Upvote:0
Maybe what Plato described is close to what's happening.
The truth, from the frame of reference of conditioned experience, is emptiness.
Yes, for the people in the cave what is there is just the shadow and it is really empty.
The truth, from the frame of reference of the unconditioned, is neither the condition of emptiness nor the condition of non-emptiness, neither both nor neither.
For the one outside the cave, when asked by those in the cave to describe what is ultimately real using the shadows and echoes of shadows his answer can only be neither nor...
For those in the cave, it's true that the horse is 10ft tall, and the ultimate truth that it's 4 ft is not true for the cave dwellers.
Upvote:2
Generally speaking, I agree with you, they are more like descriptions from two different standpoints. But I would actually go further and don't even call them "accurate". In my mind, they are just approximations pointing in a certain direction, and when I blend both, I get a sort of 3D-vision in which I see reality as is. This reality is a lot more "real" than these two flat projections, and they can't even come close to capturing it in all its awesome depth.
Upvote:3
Prasangika-Madhyamika define a truth as whatever is not deceptive in that it appears the way it exists. The opposite of a truth is a falsity.
Ngawang Palden says:
Ultimate truths necessarily are established in accordance with how they appear to the awarenesses to which they clearly appear.
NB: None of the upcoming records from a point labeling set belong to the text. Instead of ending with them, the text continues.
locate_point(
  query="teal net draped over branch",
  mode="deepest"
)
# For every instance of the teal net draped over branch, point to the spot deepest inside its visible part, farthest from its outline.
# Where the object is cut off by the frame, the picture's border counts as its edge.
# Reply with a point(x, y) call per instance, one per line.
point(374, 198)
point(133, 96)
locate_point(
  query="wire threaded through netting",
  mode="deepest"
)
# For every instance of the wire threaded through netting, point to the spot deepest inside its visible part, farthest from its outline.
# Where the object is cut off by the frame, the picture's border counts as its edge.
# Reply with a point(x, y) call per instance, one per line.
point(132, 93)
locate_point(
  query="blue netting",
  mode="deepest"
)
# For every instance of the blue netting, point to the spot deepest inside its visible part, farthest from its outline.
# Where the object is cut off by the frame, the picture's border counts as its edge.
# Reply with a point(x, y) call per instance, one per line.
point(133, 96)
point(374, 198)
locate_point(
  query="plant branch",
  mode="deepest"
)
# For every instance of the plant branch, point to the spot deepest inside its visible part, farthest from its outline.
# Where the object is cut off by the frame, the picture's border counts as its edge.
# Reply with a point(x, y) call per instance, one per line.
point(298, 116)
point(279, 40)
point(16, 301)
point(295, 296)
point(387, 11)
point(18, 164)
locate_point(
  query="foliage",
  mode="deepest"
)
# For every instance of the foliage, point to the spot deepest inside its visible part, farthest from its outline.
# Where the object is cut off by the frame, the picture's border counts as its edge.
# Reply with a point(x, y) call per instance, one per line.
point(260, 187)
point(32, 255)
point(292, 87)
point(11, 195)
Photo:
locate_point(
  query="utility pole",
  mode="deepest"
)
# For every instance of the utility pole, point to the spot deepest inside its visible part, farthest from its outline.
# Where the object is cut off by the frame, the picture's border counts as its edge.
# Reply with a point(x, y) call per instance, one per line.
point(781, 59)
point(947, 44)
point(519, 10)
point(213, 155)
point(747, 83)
Conventional truths are necessarily falsities. The meaning of falsity is “deceptive,” and the meaning of deceptive is “discordance between the mode of appearance and the mode of abiding.”
Ultimate truths are truths because, in the perspective of the wisdom directly realizing them, they appear the way they exist (i.e. empty). On the other hand, conventional truths are falsities and not truths because they appear as inherently existent while they do not exist in this way. Thus, conventional truths are truths only in relation to ignorance. This is because ignorance conceive of them to exist the way they appear.
In Tsong-kha-pa’s Final Exposition of Wisdom by Jeffrey Hopkins, it says:
In saṃvṛtisatya, saṃvṛti means that which obscures, or conceals, reality, and thus saṃvṛtisatya means "that which is a truth for ignorance".